Panca memang sudah terlalu tua untuk mengurusi masalah-masalah kenegaraan. sudah terlalu banyak yang dipolitisi. Panca hari ini cuma bisa merangkak dikolong-kolong jembatan. Ngengsod di pinggir-pinggir jalan mengais uang recehan tetapi tetap percaya bahwa orang-orang yang duduk di Senyan sana sedang berdebat untuk menyejahterakan dirinya. Apalagi utnuk menghadapi arus globalisasi, menghadapi arus Indonesiais yang mengarah pada sati titik kebudaayaan saja sudah tak sanggup.

Sudah tak ada lagi yang bisa kita harapkan dari Panca.
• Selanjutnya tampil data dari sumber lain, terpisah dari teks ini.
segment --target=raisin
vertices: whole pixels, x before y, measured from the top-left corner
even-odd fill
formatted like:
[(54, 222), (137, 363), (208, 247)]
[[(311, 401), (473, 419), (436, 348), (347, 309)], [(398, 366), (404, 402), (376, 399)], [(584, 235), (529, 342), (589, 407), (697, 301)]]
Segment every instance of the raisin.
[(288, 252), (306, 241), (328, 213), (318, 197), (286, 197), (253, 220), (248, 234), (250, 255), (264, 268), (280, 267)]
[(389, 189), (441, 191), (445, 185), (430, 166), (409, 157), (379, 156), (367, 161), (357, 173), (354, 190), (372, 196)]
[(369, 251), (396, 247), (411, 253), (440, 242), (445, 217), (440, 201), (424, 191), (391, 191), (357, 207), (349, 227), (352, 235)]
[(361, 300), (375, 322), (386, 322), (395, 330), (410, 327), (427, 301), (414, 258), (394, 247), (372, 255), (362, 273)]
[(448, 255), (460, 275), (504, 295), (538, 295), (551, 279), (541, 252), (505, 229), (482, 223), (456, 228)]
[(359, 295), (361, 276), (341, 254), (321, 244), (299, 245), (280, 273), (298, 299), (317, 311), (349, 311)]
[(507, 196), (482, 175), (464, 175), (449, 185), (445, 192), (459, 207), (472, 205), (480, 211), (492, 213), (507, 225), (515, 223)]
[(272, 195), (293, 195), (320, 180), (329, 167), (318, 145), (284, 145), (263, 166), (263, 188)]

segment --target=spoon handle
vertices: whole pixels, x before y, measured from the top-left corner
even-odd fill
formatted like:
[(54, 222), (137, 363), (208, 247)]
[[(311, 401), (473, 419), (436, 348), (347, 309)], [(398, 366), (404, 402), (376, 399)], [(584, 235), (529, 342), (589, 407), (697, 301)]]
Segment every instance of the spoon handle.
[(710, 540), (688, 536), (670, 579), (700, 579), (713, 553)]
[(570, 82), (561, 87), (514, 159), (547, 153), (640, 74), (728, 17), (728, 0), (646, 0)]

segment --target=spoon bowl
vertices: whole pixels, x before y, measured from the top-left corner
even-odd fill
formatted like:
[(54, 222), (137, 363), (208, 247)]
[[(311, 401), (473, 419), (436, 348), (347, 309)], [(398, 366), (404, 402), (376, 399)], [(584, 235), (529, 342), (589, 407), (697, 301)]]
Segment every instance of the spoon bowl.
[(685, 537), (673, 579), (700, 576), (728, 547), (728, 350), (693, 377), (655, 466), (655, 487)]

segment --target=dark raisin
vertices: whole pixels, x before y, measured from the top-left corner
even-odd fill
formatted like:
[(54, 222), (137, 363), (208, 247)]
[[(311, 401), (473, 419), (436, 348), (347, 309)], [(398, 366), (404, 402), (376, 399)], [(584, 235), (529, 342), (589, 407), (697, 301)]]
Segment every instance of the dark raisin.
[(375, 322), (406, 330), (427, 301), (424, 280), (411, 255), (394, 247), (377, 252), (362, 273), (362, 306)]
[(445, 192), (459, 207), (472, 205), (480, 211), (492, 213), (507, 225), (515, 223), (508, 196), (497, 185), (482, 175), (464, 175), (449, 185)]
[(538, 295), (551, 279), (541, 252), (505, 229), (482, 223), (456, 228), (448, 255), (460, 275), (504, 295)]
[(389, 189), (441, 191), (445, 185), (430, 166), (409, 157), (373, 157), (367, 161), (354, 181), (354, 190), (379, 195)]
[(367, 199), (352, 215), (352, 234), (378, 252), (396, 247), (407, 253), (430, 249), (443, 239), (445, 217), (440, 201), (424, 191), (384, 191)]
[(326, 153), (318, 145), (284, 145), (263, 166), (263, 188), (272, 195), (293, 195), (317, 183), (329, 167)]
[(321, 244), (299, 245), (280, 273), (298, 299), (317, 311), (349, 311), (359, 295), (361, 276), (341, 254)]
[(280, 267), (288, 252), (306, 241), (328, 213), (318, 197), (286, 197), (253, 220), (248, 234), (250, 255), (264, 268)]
Kecuali kita didik dan munculkan kembali Panca-Panca muda yang energik, yang tak hanya Panca pada image-nya saja. Tetapi benar-benar Panca yang pancasilais baik berdiri sendiri, berduaan, maupun dalam kerumunan ribuan orang. Panca yang pancasilais baik ketika miskin, ekonomi pas-pasan, ekonomi berkecukupan atau pun serba wah. Panca yang pancasilais baik menjadi warga negar, manjadi ketua RT, Ketua RW, menjadi Kadus, Kades, Camat, Bupati, Gubernur, Presiden, Wakil rakya, atau aparatur pemerintahan berpangkat lainnya. Panca yang menerima kebudayaan lain yang tak mengerogoti kebudayaan sendiri. Panca yang terbuka melihat pandangan baru tetapi tak melupakan pandangan lama sebagai prinsip.